Why I Love/Hate My First Chapter

Beginnings are the worst.

Just ask the guys muscling for position at the starting line of a race; all elbows and hip checks and ankles getting stomped on. Ask the folks dragging themselves out of bed for a pre-dawn workout, fighting against the gravitational pull of the singularity created by a warm bed. Ask the authors, staring at the terrible white expanse of the blank first page.

The beginning of any endeavor is the worst, because each step is a battle. Every inch of ground is an inch that must be won not only from the enemy (your competitors, the weights you’ll lift, the miles you’ll run, the white space you’ll reclaim in ink) but also from your own momentum — momentum that wants to let you slide to the back of the pack, stay in bed, watch TV… do ANYTHING but fight that fight.

So it goes with writing.

I’ve just started a second novel, and MAN is it tempting not to do it. As much as I’m excited about the prospect of a new project, I know that for the few months of fun in drafting I’ll have the long slog of a better part of a year or more in edits ahead. Then, there’s the story itself. I don’t know for entirely sure where it’s going yet. I’ve got some moments and ideas mapped, but it’s still a lump of clay. It needs shaping. The result is that each foray into this new world feels a bit like a fish flopping around on a riverbank: There’s water just over there, just at the edge of vision, and if I can just get there, if I can just find the flow, everything will be okay. Problem is, a fish is designed for swimming, slicing through the water, carving liquid paths in currents and bubbles… the movement comes out as herky-jerky twitching on land, and I can’t even tell if it’s moving me closer to my goal or not.

I’m also pretty sure I’m terrible at writing beginnings anyway. Every word that goes on the page feels like needless exposition; clunky, unnecessary, and obtrusive, like riding an elephant to work. Any attempt at action takes a hard left with an explanation of who this person is, what the place looks like, why it’s even going on… end result? The 3000 words or so I’ve written so far feel positively glacial. My sneaking suspicion is that it’s crap, and I should probably pack this thing in, cut my losses, and do something more productive with my time.

But.

Much as the drafting is frustrating, it is freeing: the first draft is not constrained by the need to be perfect or even good. It doesn’t even have to hang together; it can have unformed limbs, elbows that bend the wrong way, or a vestigial tail. All that crap — the characters that randomly appear and disappear throughout the narrative, the note that you forgot to plant earlier in the story, the the gobs and gobs of exposition that feels like so many monster trucks spinning their wheels, spraying mud all over the walls — can be fixed when the narrative surgery begins, in the edit.

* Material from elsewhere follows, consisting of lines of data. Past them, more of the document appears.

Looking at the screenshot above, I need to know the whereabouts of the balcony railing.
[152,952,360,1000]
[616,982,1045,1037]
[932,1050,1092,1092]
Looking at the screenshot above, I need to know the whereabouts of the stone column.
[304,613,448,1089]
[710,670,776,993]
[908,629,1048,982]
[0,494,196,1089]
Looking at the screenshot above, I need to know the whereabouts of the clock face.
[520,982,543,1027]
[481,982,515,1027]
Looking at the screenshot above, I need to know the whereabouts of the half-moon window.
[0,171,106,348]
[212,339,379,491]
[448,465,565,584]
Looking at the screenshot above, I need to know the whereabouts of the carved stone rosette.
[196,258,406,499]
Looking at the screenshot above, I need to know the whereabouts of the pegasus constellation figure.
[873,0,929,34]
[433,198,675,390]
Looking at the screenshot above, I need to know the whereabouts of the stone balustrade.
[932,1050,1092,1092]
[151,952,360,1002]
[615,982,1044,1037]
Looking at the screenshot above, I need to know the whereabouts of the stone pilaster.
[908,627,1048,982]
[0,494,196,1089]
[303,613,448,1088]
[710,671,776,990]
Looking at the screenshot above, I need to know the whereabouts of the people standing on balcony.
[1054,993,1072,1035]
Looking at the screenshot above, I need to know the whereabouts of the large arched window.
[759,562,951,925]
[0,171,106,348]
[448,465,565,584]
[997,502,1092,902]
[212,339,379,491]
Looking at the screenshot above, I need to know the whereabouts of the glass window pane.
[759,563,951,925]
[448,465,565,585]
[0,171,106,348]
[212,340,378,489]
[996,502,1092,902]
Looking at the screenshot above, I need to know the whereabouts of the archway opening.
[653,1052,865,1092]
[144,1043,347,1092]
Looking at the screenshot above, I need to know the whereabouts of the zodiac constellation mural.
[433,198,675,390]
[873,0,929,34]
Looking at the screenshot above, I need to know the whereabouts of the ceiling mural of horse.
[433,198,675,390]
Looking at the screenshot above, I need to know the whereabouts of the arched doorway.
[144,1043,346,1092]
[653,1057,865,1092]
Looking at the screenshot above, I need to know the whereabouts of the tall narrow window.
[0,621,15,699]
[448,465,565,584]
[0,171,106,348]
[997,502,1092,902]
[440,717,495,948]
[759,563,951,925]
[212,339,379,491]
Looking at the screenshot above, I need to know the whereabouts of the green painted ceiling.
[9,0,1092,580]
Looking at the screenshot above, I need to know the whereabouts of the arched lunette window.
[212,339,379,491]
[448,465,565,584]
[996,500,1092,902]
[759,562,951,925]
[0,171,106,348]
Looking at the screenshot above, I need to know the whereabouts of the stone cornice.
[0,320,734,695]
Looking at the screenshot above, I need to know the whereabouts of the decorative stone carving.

The draft is raw, bleeding genesis, messy and gory, staining the earth red in its wake. (Give me Genesis!)

The draft is rainbows spewing from the netherparts of unicorns, coloring the sky with a riot of sound and fury. It’s a newborn eagle spreading its wings for the first time after its mother boots it out of the nest: nervous at first, stumbling over its own tangle of talons and beak, but then — then! — the wind catches its wings and it soars. The story creates its own momentum and, once tilted over the edge, it rolls and tumbles and picks up crumbs and absorbs stray cats and it barrels down the hill, absorbing everything in its path.

At least, that’s how I think it will be. I’ve only done this once before, after all. But having done it once, the inertia is that much easier to break; the fear of failure is that much easier to overcome.

The first draft is awesome.

The first draft is awful.

The starting is the hardest part, but the good news is, as long as you keep your momentum up, you only have to start once.

5 thoughts on “Why I Love/Hate My First Chapter

  1. It can be hard to summon enough courage to work on a project I care about. I can be too much of a perfectionist when making a first draft and I need to be reminded that it is not permanent.

    Thanks for the reminder and a laugh!

    Liked by 1 person

    • Yeah, a quote I’ve heard and taken to heart lately is “the perfect is the enemy of the good”. It was a need to be “perfect” that made me stall out on my writing several years ago — I gave up because I couldn’t reach that impossible standard.

      Liked by 2 people

  2. Good luck.
    Totally agree…. That’s the dichotomy (? Is that how you spell the word?) of writing.
    First parts are just weird.
    Though I feel like mine is more of a 1st&1/2 draft now, cos it’s a rewrite in which I had to rework large parts of the setting & plot. Your words were me last year…
    And A++ marks for getting in a Trek reference!